September 2010 – Over the past four decades, Arab aid, which has been relatively under-studied, has played an important role in global development finance
Arab donors, predominantly the Kingdom of Saudi Arabia (KSA), Kuwait and the United Arab Emirates (UAE), have been among the most generous in the world, with Official Development Assistance (ODA) averaging 1.5 percent of their combined gross national income (GNI) during the period 1973-2008, more than twice the United Nations target of 0.7 percent and five times the average of the OECD-DAC countries.
Arab Official Development Assistance (ODA) accounts for 13 percent of total DAC ODA on average and nearly three-quarters of non-DAC ODA.
About one-third of all ODA during the 1970s was from Arab donors. High levels of Arab ODA in the 1970s and 1980s were primarily a reflection of high oil prices and, to some extent, the substantial start-up costs associated with establishing aid programs and capitalizing development funds and banks (Figure 1).
The levels of Arab aid witnessed in the 1970s and early 1980s were exceptionally high by international standards and could not be sustained over time. Also, fiscal space in the donor countries has been reduced over time as a result of declining oil revenues and growing national spending on wages, transfers, debt service, and social services for a growing population.
Aid levels have increased since 2002, both in volume and as a share of GNI, as oil prices have risen and post-conflict reconstruction needs have expanded. As in the past, most aid comes from Saudi Arabia, Kuwait, and UAE, respectively.
In addition to government-to-government aid, Arab donors have established a number of specialized financial institutions to provide development assistance to an increasing number of developing countries across the world
Assistance through these institutions increased substantially by over 4 percent per year in real terms over the past twenty years.
Over time, Arab donors have expanded their reach in terms of recipient countries, beyond Arab and predominantly Muslim countries, and in terms of sectors, beyond infrastructure
At present, Arab ODA covers a large and wide range of countries, including poor countries in sub-Saharan Africa such as Mali, Mauritania, Senegal, Somalia, and Sudan; and in Asia such as Cambodia, Bangladesh, Nepal, Pakistan, Sri Lanka, Tajikistan, and Vietnam.
The Kuwait Fund for Economic Development, the Saudi Fund for Development and the OPEC Fund for International Development 1 are the most global in focus, also financing projects in Europe and Latin America.
Arab aid has played a major role in total ODA flows to several developing countries such as Syria, Morocco, Yemen, and Jordan to name a few.
The sector focus of Arab ODA has broadened over time to include agriculture, health, education, and social services.

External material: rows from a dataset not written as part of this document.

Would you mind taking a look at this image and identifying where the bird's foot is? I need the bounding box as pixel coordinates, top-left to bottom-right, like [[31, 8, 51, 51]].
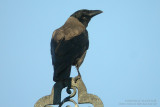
[[74, 75, 81, 83]]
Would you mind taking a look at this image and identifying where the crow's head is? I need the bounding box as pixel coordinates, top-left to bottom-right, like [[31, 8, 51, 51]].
[[71, 9, 102, 27]]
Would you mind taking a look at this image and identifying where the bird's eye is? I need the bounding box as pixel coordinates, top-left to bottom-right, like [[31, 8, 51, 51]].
[[82, 16, 86, 19]]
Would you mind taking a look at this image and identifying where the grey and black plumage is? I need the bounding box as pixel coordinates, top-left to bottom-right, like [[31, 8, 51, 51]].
[[51, 9, 102, 82]]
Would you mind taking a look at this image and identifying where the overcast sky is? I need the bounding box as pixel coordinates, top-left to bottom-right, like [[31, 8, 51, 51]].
[[0, 0, 160, 107]]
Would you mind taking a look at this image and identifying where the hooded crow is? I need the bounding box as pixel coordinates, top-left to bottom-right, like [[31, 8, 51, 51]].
[[51, 9, 102, 82]]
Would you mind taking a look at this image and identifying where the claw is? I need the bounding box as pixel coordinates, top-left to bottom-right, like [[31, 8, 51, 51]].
[[74, 75, 81, 83]]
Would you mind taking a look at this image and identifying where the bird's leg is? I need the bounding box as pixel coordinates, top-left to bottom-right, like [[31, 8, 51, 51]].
[[74, 67, 81, 83]]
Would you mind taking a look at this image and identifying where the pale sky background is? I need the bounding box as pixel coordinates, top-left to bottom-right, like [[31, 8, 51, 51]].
[[0, 0, 160, 107]]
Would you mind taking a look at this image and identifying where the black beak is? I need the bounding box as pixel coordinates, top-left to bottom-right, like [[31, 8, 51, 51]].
[[89, 10, 103, 17]]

There are good reasons to believe that Arab aid will continue to play an important role in international development assistance into the foreseeable future. Arab donors have recently increased their aid volumes despite the severity of the global financial crisis; and Arab financial institutions are well capitalized, with the capacity to scale up assistance.
1Strictly speaking OFID is not exclusively a Arab-financed institution, but Arab countries provide the largest share of funding.